How do the Lok Sabha Elections effect Sensex? w/ code
There’s another version of this post available that doesn’t include the R code used in analysis and generation of figures.
Source
I came across a time series analysis of German Market in the light of federal elections and decided to try the same for BSE SENSEX(Bombay Stock Exchange Sensitive Index), which is a stock market index of 30 companies listed at Dalal Street, and Indian Lok Sabha Elections.
Getting Data
I downloaded the dataset from BSEIndia.com. I believe this should also be available on Quandl.
Loading Packages
A lot of functions and operators I’ll be using here aren’t part of base R. They require either one or more of these packages to work.
packages <- c("ggplot2", "splines", "zoo", "changepoint", "dplyr", "scales", "gridExtra", "lubridate", "MASS")
packages <- lapply(packages, FUN = function(x) {
if (!require(x, character.only = TRUE)) {
install.packages(x)
library(x, character.only = TRUE)
}
})
I learnt this neat recipe from the Introduction to Data Analysis course by François Briatte and Ivaylo Petev
Loading Sensex
I had to open the data and add a column to it else it wasn’t read
properly. I wrote Datum
in the first line from a text editor. This
shifts all the columns to the left.
setwd("D:/Data Science/sensex")
bse.index <- read.csv("SENSEX.csv", stringsAsFactors = FALSE)
head(bse.index)
## Datum Date Open High Low Close
## 1 3-April-1979 NA NA NA 124.15 NA
## 2 4-April-1979 NA NA NA 122.85 NA
## 3 6-April-1979 NA NA NA 123.52 NA
## 4 7-April-1979 NA NA NA 124.18 NA
## 5 9-April-1979 NA NA NA 124.30 NA
## 6 11-April-1979 NA NA NA 125.01 NA
bse.index$Date <- as.Date(bse.index$Datum, format = "%d-%B-%Y")

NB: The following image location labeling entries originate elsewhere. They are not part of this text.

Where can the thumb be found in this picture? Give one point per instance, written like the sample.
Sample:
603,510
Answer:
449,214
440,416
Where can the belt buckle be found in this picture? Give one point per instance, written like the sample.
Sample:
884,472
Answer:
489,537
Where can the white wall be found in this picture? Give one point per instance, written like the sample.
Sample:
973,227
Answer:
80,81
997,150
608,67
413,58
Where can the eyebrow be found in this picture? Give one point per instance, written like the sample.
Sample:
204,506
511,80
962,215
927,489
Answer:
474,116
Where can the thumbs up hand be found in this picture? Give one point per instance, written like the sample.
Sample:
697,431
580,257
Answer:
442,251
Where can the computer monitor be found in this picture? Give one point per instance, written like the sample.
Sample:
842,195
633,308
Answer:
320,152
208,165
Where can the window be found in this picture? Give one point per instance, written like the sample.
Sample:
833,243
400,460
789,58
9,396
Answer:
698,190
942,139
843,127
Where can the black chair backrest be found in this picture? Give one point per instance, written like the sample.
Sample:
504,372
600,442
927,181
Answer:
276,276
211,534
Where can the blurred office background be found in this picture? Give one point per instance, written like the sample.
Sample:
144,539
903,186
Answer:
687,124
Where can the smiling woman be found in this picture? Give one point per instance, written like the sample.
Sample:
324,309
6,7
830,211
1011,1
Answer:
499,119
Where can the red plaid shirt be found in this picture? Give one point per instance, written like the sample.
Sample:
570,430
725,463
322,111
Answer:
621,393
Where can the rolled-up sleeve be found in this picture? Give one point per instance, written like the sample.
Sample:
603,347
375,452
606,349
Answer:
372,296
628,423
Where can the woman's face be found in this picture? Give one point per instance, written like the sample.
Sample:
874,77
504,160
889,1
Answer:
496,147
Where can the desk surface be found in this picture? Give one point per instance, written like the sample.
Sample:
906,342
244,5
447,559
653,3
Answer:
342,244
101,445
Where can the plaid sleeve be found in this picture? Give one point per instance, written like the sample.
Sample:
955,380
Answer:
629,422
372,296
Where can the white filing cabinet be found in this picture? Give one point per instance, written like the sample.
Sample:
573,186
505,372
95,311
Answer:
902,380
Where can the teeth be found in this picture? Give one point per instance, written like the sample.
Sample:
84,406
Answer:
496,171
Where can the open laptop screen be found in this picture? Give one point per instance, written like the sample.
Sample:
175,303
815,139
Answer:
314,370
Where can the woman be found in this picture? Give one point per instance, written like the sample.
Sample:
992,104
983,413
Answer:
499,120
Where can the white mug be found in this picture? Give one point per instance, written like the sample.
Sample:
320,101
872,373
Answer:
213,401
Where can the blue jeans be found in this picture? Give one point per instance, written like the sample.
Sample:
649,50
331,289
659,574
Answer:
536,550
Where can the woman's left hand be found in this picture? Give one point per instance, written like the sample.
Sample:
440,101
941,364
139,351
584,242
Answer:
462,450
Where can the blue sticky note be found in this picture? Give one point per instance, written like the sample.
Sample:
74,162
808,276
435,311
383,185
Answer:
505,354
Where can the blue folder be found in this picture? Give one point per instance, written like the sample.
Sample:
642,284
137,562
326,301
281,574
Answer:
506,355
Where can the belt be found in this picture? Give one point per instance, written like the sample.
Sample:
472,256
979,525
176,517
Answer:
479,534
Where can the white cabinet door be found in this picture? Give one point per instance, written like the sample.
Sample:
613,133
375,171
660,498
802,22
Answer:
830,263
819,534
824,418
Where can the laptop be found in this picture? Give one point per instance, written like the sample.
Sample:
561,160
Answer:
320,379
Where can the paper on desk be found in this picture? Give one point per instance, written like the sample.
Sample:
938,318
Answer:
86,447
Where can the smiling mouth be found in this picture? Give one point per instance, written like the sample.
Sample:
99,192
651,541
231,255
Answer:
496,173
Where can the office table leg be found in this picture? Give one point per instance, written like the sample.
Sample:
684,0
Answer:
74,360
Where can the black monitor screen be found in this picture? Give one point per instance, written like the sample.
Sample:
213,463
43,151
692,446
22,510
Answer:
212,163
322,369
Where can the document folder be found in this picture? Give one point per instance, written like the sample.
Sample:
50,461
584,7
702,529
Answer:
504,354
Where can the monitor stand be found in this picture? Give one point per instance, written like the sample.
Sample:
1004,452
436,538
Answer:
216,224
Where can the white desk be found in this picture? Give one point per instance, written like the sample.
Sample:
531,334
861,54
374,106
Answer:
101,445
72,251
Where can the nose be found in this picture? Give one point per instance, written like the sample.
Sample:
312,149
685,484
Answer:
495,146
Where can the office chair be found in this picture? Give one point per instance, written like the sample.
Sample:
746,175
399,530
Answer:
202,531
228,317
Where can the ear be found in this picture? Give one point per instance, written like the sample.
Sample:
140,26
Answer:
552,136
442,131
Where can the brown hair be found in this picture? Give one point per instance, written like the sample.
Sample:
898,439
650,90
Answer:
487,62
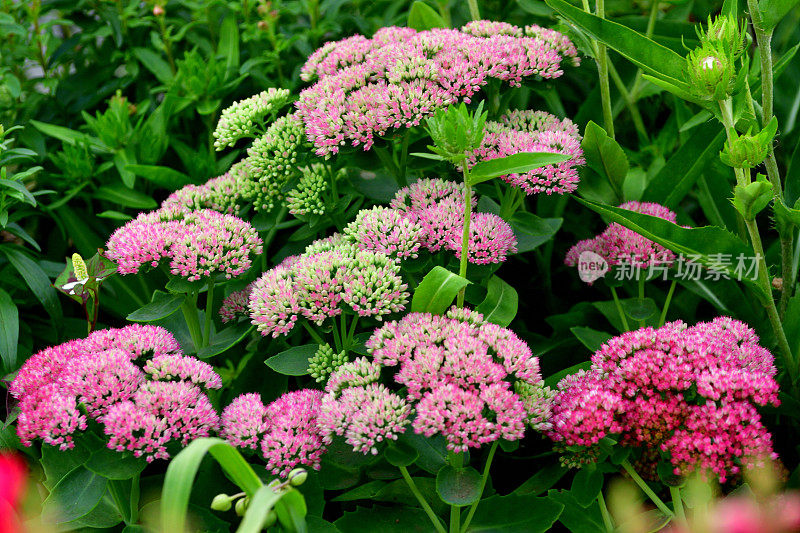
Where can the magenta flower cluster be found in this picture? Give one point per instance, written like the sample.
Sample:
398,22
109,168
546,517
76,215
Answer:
457,371
618,244
285,431
133,381
689,392
198,244
319,284
534,131
367,87
436,206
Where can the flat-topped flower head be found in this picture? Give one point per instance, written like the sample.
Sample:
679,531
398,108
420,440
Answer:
222,194
293,437
272,161
364,416
385,230
247,117
244,421
618,244
331,276
456,372
235,305
370,87
198,244
525,131
690,393
133,381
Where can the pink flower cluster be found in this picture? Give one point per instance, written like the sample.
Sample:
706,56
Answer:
319,284
437,207
618,244
691,392
367,87
133,381
534,131
457,371
198,244
286,431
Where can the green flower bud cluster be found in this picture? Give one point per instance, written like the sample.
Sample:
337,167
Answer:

bse.index$Close <- bse.index$Low
As the columns have been shifted to the left. bse.index$Low
has the
closing values of sensex. I had to fix that.
Lok Sabha Election Dates
The election date I chose is the date of counting of votes. When that was not available, I picked the dates when the next Lok Sabha started. There’s usually a gap of couple of days when the last Lok Sabha is dissolved and new Lok Sabha sworns in.
elections <- as.Date(c("1980-01-18",
"1984-12-31",
"1989-12-02",
"1991-06-20",
"1996-03-10",
"1998-03-10",
"1999-10-06",
"2004-05-13",
"2009-05-16",
"2014-05-16"), format = "%Y-%m-%d")
What’s next?
This isn’t very different from the source analysis I mentioned above. I
initialize sensex as a zoo time-series. Paul Teetor’s R
Cookbook mentions zoo
and xts
as
essential time-series packages.
Here I also calculate something called rolling variance. Rolling variance can be also called moving variance. It is variance calculated on overlapping windows of time. Example, if window width is fixed at 10 then variance will be calculated on time values from 1-10 then 2-11 then 3-12 then 4-13.
rollapply()
function comes in handy in this case, the first argument
is data, second argument specifies the width of the window, third
argument mentions the function that is to be applied and fourth argument
tells it to remove any NA it comes across.
sensex <- zoo(bse.index$Close, order.by = bse.index$Date)
rolvar <- rollapply(sensex, width = 7, var, na.rm = T)
I’m not completely convinced by using rolling variance as a measure of volatility so I will also explore other quantities.
Plot of Sensex with Rolling Variance
par(mar = c(4, 4, 0.2, 0.2), oma = c(0, 0, 0, 0), mfrow = c(2, 1))
plot(index(sensex), as.numeric(sensex), type = "l", xlab = "Date", ylab = "BSE Sensex")
abline(v = elections, col = "red")
plot(index(rolvar), as.numeric(rolvar), type = "l", xlab = "Date", ylab = "rolling variance (7 days)")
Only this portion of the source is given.